Blu on Films Photo Courtesy of Johnson Barnes

Underground rap stalwart Blu just released the Amnesia EP, so it makes sense that some of his favorite movies deal with imaginative matters of the mind.

We sat down with the mentally sharp artist as he revealed his Top 5 Movies of all time.

Eternal Sunshine of the Spotless Mind (2004)

Blu: Eternal Sunshine is probably the best screenplay ever written, next to The Matrix. The screenplay was genius. To have a center, in the very near future, a place where you can go to erase your memory is kind of amazing. 

To think of something so simple as that, but to put it in such a realistic context visually was incredible. Also, the psychic side of how [director Michel] Gondry was able to convert what [writer Charlie] Kaufman wrote and to actually film what Kaufman wrote was amazing.

Kaufman wrote some crazy-ass shit. For Gondry to take it there without doing the whole movie with a green screen is pretty dope, especially such a simply twisted plot like that.

The Matrix (1999)

Blu: The Matrix is one of the best films ever shot. That’s why I think it was amazing, let alone the story. It was just raw.

A lot of the sequels were heavily CGI graphic-ed out the game. But the original had the best storyline and I think it’s probably one of the deepest films ever made, just as far as psychology behind The Matrix, just being able to differ between two worlds and introducing another world through psychics.

That your mind opens up the doors to another world that other people are actually connected to is pretty amazing and pretty crazy.

Punch-Drunk Love (2002)

Blu: That was a dope low-key movie, to take such a humorous actor like Adam Sandler and give him such a serious role. I enjoyed Adam Sandler’s character. He’s a very humble, quiet dude. 

It’s almost like he had tourette [syndrome], but instead of yelling out obscene shit, he would say something meaningful on accident, or do something on accident that made so much sense. But for the most part, he was like an introvert, a recluse.

It was filmed amazingly by [director Paul Thomas] Anderson. That was my favorite movie of his.

Putney Swope (1969)

Blu: It’s an amazing film. I think it’s the greatest blacksploitation film. I thought it was really crazy that Robert Downey Sr. directed it. They put a black dude who was a janitor in charge of a very small portion of a corporation.

The president dies and the black dude, by the flip of a coin, runs the entire company. The entire movie is about what he does with the company. That’s just a powerful film to me, especially since it came out in the early ‘70s.

I appreciated how daring Robert Downey Sr. was to make a move like that and how relevant that became to our future with Russell Simmons and Puff Daddy being able to build their own corporations. Black entrepreneurship grew through the Spike Lees and people like that, so it was a lot of foreshadowing of our very near future.
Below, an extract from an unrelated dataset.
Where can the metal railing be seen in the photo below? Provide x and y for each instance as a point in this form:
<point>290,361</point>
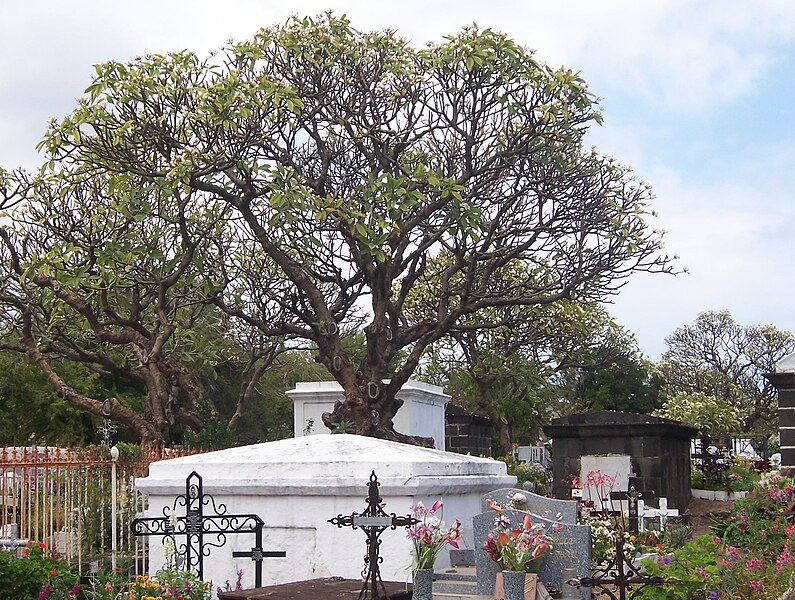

It was a dope, daring film. It wasn’t like Black Jesus or Black Mustafa. It was more in-depth and it was filmed way iller. It was a dope signature film for that time period.

Putney Swope on

Rockers (1978)

Blu: I want to be that dude hopping on a motorcycle driving through the Village selling my vinyl to people hand by hand, smoking blunts with Sly & Robbie. Me being a music head, there’s a lot of films for people in music like Wild Style and Krush Groove that were based on the music scene that had to do with the actual artists in the film. 

The scenery in Rockers invites you into a new culture and just puts you up on how they live and how relevant music is to the character’s life, how he makes [reggae] music feed his family.